Anterior Cord Syndrome Symptoms
Anterior cord syndrome is a disorder with a rapid and unexpected onset. People report sitting down and abruptly losing all sensation or movement in their legs without any warning. This condition affects the body on both the left and right sides.
Muscle weakness and loss of motor control are two of the most prominent symptoms. People with anterior spinal cord syndrome also lose some of their ability to feel pain or heat, but they usually keep their normal sense of touch. Anterior cord injury seldom affects proprioception, which allows people to intuitively comprehend their body’s position, placement, and movement. Some individuals lose control of their intestines and bladder due to a loss of muscle tone and feeling.
The clinical manifestations of ASA syndrome vary depending on the degree of ischemia. There are variable degrees of muscle weakening and dissociated sensory loss: pain feeling is reduced or eliminated, but proprioception is largely or entirely preserved.

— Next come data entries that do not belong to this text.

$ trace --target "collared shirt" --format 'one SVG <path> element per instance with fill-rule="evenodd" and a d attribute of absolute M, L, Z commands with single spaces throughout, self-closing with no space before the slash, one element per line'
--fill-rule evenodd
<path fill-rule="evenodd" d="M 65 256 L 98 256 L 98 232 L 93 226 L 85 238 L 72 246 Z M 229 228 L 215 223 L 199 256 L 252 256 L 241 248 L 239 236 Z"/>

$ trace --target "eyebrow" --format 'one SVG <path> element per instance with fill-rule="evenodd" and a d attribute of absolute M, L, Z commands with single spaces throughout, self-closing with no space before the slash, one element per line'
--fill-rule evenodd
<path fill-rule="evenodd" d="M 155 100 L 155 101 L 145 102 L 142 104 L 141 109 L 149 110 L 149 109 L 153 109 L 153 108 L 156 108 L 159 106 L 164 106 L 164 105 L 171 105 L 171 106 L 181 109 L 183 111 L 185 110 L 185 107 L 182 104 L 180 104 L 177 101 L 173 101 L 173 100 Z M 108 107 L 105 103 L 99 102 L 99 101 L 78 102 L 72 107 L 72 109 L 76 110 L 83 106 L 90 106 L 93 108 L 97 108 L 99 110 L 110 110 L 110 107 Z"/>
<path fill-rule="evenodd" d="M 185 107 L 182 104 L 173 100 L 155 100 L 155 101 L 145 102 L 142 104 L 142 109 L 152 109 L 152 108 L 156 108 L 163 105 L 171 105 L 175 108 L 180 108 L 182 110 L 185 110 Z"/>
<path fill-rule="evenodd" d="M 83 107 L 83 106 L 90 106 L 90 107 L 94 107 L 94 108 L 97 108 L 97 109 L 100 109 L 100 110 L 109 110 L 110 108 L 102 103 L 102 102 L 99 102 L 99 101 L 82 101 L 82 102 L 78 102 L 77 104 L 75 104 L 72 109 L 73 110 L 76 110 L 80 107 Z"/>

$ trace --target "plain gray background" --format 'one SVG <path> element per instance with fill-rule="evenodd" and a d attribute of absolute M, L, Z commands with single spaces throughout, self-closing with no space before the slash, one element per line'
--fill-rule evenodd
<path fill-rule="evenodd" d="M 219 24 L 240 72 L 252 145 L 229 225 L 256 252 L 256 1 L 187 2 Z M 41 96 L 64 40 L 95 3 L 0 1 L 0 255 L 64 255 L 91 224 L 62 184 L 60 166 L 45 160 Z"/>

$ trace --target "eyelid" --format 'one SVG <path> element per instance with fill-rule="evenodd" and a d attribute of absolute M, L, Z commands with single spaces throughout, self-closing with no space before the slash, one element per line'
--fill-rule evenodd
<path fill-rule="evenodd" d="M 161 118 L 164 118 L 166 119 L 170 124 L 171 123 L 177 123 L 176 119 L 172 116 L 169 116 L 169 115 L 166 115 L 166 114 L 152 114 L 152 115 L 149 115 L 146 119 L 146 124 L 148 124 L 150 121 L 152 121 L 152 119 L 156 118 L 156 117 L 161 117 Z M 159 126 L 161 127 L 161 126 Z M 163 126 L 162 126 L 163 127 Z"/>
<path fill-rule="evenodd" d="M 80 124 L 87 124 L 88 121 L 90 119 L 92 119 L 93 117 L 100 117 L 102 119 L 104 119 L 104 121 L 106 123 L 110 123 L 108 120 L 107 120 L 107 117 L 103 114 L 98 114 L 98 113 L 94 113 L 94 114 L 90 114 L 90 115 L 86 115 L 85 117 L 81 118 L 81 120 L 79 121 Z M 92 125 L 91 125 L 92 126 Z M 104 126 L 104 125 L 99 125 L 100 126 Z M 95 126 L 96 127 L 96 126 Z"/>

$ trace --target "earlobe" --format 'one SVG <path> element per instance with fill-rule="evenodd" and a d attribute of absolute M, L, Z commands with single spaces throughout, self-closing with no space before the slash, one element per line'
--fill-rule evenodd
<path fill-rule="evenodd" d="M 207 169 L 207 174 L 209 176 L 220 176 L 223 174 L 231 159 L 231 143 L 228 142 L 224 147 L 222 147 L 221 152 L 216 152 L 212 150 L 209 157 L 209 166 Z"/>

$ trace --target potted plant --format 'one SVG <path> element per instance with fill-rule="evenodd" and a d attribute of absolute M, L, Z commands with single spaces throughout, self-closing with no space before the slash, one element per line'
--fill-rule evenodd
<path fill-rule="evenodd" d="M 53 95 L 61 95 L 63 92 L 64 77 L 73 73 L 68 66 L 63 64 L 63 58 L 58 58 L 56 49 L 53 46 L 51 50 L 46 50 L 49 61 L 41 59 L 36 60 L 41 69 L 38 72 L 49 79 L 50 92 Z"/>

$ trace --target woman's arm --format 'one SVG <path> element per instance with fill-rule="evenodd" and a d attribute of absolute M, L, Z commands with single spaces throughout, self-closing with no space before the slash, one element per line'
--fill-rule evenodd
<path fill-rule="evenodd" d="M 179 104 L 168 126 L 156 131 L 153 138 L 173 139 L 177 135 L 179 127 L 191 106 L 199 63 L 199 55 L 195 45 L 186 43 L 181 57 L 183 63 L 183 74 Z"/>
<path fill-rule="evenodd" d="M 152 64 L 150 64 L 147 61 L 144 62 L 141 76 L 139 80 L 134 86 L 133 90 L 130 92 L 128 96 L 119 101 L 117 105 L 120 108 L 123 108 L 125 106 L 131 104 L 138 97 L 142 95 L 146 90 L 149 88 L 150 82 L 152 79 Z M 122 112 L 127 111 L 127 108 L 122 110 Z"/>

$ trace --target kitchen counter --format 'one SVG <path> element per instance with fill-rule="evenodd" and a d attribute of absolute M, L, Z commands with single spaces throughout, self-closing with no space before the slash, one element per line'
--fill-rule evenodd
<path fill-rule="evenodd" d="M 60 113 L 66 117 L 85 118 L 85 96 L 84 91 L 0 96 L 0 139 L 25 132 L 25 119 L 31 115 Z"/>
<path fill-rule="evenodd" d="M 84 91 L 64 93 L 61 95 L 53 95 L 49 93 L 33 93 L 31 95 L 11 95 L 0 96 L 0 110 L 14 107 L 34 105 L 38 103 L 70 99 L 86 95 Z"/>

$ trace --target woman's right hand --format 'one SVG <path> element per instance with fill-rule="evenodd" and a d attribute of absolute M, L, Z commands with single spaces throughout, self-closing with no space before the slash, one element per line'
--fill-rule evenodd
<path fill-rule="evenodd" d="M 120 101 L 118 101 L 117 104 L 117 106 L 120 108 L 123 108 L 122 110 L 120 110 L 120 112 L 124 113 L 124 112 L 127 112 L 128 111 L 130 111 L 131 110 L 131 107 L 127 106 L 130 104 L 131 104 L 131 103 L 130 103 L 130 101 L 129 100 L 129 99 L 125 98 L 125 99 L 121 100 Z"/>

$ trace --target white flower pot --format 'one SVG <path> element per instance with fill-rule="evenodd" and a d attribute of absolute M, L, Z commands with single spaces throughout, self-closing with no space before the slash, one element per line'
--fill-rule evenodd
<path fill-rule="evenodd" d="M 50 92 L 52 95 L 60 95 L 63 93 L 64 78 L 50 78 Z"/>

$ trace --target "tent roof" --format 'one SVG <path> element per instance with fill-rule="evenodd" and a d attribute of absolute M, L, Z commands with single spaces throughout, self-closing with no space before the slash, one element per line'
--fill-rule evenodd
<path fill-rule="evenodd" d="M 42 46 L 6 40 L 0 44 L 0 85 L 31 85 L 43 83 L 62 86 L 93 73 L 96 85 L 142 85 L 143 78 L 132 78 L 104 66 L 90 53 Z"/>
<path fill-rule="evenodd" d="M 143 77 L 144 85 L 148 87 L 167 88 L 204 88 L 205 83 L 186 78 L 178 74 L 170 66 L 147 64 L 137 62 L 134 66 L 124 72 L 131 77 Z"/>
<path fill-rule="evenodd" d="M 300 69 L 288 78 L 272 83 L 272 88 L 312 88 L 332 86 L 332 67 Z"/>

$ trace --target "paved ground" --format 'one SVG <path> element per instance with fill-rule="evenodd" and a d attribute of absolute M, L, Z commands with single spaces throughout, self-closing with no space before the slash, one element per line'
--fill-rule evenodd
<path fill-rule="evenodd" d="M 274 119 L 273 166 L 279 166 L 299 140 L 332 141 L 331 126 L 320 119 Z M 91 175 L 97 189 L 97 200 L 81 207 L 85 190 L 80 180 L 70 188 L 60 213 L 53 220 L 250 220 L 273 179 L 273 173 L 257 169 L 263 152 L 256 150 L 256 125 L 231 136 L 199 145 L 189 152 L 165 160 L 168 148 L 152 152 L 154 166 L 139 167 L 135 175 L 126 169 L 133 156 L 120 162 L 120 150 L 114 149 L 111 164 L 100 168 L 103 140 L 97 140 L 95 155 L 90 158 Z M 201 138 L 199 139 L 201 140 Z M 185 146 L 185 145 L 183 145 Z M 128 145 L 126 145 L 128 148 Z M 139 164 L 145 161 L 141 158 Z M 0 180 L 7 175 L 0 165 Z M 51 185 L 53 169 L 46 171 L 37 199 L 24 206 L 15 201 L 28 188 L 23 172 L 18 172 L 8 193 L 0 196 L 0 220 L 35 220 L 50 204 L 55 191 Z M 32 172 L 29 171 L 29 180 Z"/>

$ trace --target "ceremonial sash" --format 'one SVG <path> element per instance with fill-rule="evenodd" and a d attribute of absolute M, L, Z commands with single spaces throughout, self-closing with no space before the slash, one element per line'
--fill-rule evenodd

Pyramidal and spinothalamic circuits in the spinal cord are very close to one another, thus when the motor function is compromised, so is sensory perception and vice versa.
Other symptoms of the illness often vary depending on the site of the injury. Autonomic dysreflexia, movement, and sexual problems, neuropathic pain, and problems with the bladder and bowel are all possible.
Anterior Cord Syndrome Causes
Anterior spinal artery ischemia is the underlying cause of this anterior cord syndrome. Anterior cord syndrome mostly results from a wide variety of conditions and interventions that reduce blood supply to the chord itself.
Surgery to repair a thoracic or thoracoabdominal aortic aneurysm is the most prevalent iatrogenic cause of anterior cord syndrome. During surgery, ischemia of the spinal cord is caused by low blood pressure, cross-clamping of the aorta, increased pressure in the spinal canal and blocking of the arteries that feed the spinal cord. Occlusion of aortic branch vessels, including radicular arteries that feed the ASA, causes spinal cord ischemia in rare cases.
Other causes of hypotension include cardiac arrest, atherothrombotic illness, emboli, vasculitis, other disorders affecting blood arteries, sickle cell disease, other hypercoagulable conditions, intervertebral disc herniation, AV malformation, and cocaine usage.
Anterior Cord Syndrome Treatment
The majority of the time, treating this illness just focuses on symptom relief and avoid further consequences. It is important to address limitations in everyday activities, mobility, and sexual, bowel, and bladder function, both while the patient is hospitalized and after discharge. To improve their functional independence after being discharged, patients should be able to securely access and use the necessary adaptive equipment. It is also important to take into account the patient’s psychosocial function and engagement to boost the patient’s level of independence, improve their quality of life, and eventually improve their prognosis.
Aortic surgery is the most typical cause of anterior cord syndrome. The risk of spinal cord ischemia following aortic surgery is mitigated with the help of a predetermined strategy. It entails gradually raising the patient’s mean arterial pressure with the administration of vasopressor medicines and intravenous fluids to raise the intravascular volume and the systemic vascular resistance, respectively. The cerebrospinal fluid is also taken out with a lumbar drain. These procedures are meant to alleviate the pressure in the spinal canal and boost blood flow to the afflicted area of the spine by improving the vasculature.